The spotlight was firmly on women’s football as the Lionesses reached the World Cup semis

‘The fact that all the England games in the World Cup were on free-to-air was fantastic. Now there’s association with players. The normal fan who is interested in football but maybe didn’t have an understanding of women’s football can associate with Ellen White or Viv Miedema or Leah Williamson. They know who they are.

‘It’s the sustainability of the viewership that interests me. The more we put games on television, the more people are going to watch it, the more people are going to come, the more people are going to say, “There’s a great game round the corner, Arsenal are playing”.

‘But we also have to accept that to host a game at the Emirates is expensive. We don’t want to have a situation where we are saying there were only 5,000 people there and we have lost ‘x’ amount of pounds.

‘We can’t afford that. We can’t afford that in the women’s game. If there’s a television deal where we know there is ‘x’ amount of dollars and we can allocate seven games at the Emirates because we have got the money, then absolutely.

‘But at the moment, we don’t. So let’s fill the stadiums we’re playing in now. Let’s fill Borehamwood. Let’s make a statement and say we are getting requests of 10,000 or 20,000 wanting to come to Borehamwood and then you have got a case. But we don’t have that at the moment. So we have to be realistic and honest, too.’

Part of Montemurro’s vision for the WSL is for clubs to play at purpose-built ‘boutique stadiums’, places where it is possible for fans to enjoy a modern match-day experience without dwarfing the sport in the Premier League’s giant arenas. The last time Chelsea’s women’s side played at Stamford Bridge, a Champions League tie against Wolfsburg in 2016, only 3,783 fans turned up. That may begin to change.
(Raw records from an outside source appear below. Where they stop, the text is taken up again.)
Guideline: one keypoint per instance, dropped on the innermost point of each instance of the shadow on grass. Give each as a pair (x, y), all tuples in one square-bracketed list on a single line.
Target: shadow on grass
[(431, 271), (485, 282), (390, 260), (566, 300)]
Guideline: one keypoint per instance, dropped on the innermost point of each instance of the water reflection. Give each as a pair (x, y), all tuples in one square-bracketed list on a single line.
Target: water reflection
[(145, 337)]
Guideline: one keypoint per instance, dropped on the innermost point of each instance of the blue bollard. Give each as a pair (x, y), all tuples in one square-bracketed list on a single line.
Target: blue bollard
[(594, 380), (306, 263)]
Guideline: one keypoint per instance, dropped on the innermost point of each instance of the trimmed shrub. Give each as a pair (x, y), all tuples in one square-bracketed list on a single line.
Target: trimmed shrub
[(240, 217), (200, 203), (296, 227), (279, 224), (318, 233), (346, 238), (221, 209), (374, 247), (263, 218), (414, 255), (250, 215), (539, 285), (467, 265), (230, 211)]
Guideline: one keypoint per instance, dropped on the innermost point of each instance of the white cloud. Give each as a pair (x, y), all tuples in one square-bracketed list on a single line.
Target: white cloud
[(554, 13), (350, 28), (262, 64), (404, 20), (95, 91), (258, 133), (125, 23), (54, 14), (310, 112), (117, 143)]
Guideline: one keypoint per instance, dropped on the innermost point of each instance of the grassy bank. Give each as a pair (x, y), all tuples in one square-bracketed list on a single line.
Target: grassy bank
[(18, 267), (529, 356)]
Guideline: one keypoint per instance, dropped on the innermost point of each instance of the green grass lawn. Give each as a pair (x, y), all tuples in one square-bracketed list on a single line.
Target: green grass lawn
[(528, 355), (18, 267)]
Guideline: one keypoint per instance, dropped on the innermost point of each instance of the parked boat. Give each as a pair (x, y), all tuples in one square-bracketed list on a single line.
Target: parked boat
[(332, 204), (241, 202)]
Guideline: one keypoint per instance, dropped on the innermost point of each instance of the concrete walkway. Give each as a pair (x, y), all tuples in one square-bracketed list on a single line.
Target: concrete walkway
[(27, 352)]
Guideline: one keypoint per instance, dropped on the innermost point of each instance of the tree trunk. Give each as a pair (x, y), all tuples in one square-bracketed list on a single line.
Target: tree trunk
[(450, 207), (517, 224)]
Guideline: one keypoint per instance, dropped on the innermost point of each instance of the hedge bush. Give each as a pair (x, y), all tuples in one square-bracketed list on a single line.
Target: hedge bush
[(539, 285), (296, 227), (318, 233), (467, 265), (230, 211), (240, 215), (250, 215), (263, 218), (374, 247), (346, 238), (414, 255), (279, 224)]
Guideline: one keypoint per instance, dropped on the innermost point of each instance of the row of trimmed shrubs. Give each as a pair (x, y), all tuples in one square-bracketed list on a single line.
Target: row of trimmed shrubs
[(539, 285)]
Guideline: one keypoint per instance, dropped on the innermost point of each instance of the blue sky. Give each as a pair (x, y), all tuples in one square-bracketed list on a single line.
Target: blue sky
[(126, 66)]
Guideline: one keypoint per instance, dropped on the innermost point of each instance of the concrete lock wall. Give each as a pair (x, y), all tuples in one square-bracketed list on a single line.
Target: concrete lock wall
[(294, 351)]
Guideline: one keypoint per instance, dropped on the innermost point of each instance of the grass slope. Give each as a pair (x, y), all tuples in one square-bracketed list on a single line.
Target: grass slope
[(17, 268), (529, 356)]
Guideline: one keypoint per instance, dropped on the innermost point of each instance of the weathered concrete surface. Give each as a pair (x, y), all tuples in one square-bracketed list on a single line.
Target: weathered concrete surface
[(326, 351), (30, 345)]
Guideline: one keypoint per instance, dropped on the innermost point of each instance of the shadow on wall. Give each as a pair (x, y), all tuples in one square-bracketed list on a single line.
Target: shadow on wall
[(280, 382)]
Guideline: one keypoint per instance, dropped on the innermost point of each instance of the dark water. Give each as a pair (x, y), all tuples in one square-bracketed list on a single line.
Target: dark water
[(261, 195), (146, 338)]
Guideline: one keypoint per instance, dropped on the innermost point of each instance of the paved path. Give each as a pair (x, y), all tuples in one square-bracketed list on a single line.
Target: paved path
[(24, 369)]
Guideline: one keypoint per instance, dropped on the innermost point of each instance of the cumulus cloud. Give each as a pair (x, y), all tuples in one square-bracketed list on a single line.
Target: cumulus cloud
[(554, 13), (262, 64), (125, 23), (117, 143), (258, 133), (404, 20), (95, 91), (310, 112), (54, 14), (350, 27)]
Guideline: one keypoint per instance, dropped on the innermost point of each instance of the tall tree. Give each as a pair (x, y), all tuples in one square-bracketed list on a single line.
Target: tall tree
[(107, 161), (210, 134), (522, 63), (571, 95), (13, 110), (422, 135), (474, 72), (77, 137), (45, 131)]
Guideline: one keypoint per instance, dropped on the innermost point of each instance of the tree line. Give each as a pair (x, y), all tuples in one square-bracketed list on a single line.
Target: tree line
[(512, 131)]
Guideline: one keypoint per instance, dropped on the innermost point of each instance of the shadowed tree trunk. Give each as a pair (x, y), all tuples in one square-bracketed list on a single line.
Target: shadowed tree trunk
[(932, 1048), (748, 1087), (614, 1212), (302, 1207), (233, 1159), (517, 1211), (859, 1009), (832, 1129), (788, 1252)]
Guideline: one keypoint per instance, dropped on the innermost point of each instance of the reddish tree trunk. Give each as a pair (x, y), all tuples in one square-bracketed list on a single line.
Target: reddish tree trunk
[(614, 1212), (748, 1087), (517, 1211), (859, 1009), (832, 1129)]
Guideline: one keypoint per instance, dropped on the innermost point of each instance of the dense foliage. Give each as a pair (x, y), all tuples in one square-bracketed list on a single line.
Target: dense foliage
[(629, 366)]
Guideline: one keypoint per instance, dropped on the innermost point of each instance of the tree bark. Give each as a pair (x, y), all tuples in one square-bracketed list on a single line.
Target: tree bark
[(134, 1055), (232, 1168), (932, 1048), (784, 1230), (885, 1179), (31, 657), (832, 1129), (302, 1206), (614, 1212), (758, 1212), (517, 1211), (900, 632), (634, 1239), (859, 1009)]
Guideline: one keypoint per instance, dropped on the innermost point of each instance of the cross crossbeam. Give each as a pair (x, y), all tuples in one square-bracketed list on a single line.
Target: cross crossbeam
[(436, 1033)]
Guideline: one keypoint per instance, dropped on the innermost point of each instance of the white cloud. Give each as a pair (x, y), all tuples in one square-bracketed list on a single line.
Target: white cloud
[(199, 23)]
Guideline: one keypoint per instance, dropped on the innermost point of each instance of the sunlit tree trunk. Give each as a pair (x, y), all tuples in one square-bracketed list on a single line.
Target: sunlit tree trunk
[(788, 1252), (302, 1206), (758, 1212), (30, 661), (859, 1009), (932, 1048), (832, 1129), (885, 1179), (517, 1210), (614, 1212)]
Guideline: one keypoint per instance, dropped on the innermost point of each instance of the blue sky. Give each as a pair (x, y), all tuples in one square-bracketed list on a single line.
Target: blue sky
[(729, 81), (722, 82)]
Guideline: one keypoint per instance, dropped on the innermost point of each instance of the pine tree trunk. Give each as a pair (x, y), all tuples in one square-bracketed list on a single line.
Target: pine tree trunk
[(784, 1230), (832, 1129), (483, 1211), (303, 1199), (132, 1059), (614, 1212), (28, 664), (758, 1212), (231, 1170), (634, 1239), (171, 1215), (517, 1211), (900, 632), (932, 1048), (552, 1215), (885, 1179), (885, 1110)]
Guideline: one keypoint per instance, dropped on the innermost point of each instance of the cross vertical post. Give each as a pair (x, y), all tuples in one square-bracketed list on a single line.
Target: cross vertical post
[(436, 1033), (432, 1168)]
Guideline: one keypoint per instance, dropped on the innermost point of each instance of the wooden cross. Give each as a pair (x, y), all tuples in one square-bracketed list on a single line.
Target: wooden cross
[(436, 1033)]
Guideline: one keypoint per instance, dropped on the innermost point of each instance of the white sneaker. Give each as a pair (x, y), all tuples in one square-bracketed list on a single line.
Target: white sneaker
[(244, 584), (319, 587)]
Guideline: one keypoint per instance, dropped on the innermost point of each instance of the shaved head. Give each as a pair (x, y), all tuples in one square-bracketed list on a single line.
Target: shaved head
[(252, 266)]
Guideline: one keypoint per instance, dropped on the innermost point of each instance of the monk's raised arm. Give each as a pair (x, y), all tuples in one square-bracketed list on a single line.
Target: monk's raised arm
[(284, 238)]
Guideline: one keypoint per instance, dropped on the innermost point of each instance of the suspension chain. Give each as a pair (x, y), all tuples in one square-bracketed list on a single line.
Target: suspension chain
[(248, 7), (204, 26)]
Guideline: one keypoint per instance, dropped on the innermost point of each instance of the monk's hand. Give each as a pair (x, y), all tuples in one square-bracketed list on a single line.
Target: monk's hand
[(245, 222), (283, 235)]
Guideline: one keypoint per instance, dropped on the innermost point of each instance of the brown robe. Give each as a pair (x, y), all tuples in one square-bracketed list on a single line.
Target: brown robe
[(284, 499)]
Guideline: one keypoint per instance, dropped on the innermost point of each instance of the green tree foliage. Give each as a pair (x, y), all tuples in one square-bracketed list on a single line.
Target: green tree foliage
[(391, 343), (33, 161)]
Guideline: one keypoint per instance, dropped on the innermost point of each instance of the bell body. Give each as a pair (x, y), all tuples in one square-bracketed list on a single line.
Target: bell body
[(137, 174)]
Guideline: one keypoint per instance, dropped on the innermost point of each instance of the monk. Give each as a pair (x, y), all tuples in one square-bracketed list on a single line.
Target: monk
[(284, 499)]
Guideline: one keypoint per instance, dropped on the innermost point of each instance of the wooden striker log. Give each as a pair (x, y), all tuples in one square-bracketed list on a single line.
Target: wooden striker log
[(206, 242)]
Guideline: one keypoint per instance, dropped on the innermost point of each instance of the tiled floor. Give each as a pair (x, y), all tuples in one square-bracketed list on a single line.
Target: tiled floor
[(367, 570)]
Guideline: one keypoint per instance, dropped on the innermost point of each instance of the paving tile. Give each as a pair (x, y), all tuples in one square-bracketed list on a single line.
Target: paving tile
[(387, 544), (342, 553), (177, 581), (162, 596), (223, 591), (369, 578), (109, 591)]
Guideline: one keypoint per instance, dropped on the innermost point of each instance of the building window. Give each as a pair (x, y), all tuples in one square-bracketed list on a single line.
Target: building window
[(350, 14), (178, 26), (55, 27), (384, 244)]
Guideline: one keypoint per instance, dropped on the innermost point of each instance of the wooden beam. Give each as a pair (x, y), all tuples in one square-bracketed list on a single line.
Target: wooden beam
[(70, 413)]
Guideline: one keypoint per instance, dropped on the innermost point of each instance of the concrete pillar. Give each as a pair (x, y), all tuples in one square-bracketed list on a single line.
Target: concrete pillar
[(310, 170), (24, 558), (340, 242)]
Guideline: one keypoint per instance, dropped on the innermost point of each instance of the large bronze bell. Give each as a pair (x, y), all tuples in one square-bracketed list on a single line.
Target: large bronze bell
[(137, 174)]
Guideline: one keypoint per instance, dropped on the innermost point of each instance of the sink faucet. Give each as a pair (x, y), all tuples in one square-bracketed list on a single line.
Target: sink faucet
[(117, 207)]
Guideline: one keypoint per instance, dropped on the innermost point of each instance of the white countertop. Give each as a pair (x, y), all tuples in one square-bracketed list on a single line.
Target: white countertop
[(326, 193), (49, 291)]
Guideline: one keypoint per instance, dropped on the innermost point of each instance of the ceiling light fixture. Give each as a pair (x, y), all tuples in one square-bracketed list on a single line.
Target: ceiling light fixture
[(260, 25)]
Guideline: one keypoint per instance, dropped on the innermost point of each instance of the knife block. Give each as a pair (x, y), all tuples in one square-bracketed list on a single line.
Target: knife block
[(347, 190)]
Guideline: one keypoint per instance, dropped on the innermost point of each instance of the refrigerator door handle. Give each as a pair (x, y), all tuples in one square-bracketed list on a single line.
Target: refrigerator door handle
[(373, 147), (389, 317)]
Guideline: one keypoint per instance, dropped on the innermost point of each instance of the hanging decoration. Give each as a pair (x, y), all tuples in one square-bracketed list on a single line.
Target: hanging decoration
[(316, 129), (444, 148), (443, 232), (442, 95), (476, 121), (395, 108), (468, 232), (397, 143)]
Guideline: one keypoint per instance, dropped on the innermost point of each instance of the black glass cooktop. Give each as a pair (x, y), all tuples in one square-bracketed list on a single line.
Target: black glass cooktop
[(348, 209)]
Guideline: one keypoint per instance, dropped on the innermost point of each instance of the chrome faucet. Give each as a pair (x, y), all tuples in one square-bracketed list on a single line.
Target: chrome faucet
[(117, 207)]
Arsenal currently play at their modest Borehamwood stadium which holds a 4,500 capacity

Arsenal currently play at their modest Borehamwood stadium which holds a 4,500 capacity

Saturday at the Etihad was a step forward. Later this season Montemurro’s Arsenal will play Spurs at White Hart Lane, another that should attract a bumper crowd. Every WSL match will be available on an FA Player service. Visibility, familiarity, accessibility growing.

‘We are on an upward curve,’ says Montemurro. ‘It is all brand. You get an Arsenal-Barcelona semi-final in the Champions League in women’s football, you’re going to get the crowd. Purpose-built boutique stadiums with 10,000 or 15,000 capacities, let’s fill them, let’s make them attractive. 

‘Then the product on television is going to be attractive. The viewers will see a game in a beautiful little stadium, great football, more attractive, more fans. These athletes are amazing and the growth will happen but let’s grow it organically. Let’s not take three or four steps back.

‘We don’t get many opportunities in women’s football. We only get one opportunity to showcase it and make it good and it’s got to work then. If it doesn’t, you go back to the dark ages and we can’t afford that.

‘Let’s make it purpose-built. There will be select games like the North London derby in bigger stadiums but we have to grow prudently and we have to grow smart.’